Elvis Costello, Bill Frisell – Bochum, Jahrhunderthalle

Die beiden Freunde Elvis Costello und Bill Frisell befassen sich bei der Ruhrtriennale hauptsächlich mit Nebenwerken und neuen Songs

Eröffnungsempfang zur Ruhrtriennale. Alle Besucher fein herausgeputzt, nur wenige Anorak- und Hornbrillenträger, denn Elvis Costello musiziert heute (manche sagen: nicht nur heute) fürs Bildungsbürgertum. Eine charmante Mitarbeiterin vom Uniradio mit Mickey-Mouse-T-Shirt fragt nach den Erwartungen, die man mit sich durchs Foyer trägt, bevor man das Sektglas gegen einen Sitzplatz eintauschen kann. Erwartungen? Wo unser Elvis mit Bill Frisell musiziert, jenem Jazz-Frickler, der Costellos Songs auf „The Sweetest Punch“, seiner Jazz-Bearbeitung von „Painted From Memory“, jede Schärfe und Grandezza genommen hatte? Kill BilL Volume 2?
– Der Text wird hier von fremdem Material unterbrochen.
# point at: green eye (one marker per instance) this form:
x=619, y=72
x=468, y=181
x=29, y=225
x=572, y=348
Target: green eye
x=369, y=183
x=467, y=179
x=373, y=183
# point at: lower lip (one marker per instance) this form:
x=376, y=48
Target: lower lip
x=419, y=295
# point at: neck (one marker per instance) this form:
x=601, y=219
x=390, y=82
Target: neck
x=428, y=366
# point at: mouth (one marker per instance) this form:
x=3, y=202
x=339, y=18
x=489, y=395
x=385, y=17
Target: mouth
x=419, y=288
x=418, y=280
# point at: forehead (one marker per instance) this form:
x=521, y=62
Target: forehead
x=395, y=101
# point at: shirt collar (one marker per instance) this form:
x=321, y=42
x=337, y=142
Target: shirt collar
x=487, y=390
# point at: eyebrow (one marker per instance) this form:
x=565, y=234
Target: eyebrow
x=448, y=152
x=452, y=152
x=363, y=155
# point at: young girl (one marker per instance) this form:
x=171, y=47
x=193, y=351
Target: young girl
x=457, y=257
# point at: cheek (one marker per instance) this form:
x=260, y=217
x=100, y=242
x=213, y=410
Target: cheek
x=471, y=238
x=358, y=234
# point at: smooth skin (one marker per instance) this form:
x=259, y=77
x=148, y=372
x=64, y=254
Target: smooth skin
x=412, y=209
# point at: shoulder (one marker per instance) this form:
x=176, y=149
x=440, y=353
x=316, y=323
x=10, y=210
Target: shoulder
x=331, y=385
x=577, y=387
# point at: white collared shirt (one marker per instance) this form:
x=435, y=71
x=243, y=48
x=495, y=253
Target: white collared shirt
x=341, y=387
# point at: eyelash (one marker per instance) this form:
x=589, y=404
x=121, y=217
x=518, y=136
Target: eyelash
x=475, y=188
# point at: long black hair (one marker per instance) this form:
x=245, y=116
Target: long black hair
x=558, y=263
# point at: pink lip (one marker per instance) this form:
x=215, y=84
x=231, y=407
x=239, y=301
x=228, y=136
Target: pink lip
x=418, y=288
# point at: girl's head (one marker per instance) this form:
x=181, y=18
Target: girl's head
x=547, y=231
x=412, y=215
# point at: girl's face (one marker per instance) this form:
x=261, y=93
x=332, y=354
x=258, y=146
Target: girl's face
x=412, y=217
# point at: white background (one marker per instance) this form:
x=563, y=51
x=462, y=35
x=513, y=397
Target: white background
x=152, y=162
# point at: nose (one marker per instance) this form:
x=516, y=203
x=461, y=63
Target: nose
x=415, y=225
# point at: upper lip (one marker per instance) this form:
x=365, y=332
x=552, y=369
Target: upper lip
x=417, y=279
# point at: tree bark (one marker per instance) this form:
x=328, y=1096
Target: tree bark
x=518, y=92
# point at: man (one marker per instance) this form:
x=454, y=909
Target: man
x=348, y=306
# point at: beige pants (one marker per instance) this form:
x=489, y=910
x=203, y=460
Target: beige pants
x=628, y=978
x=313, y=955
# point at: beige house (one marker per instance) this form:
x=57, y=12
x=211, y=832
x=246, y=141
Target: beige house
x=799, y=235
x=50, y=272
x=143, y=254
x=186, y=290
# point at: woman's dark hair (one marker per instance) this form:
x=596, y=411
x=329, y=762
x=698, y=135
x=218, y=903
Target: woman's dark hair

„Century Of Song“ heißt die Reihe der Ruhrtriennale, in der Künstler unter der Leitung von Bill Frisell den Song als Erinnerungsspeicher zelebrieren. „Painted From Memory“ ist da eine naheliegende Eröffnung. Instrumental dargeboten von Bill Frisell und seinem so genannten Ensemble. Dann kommt Costello, stellt sich vor den Notenständer und croont: „You lie so unfolded/In a love field“.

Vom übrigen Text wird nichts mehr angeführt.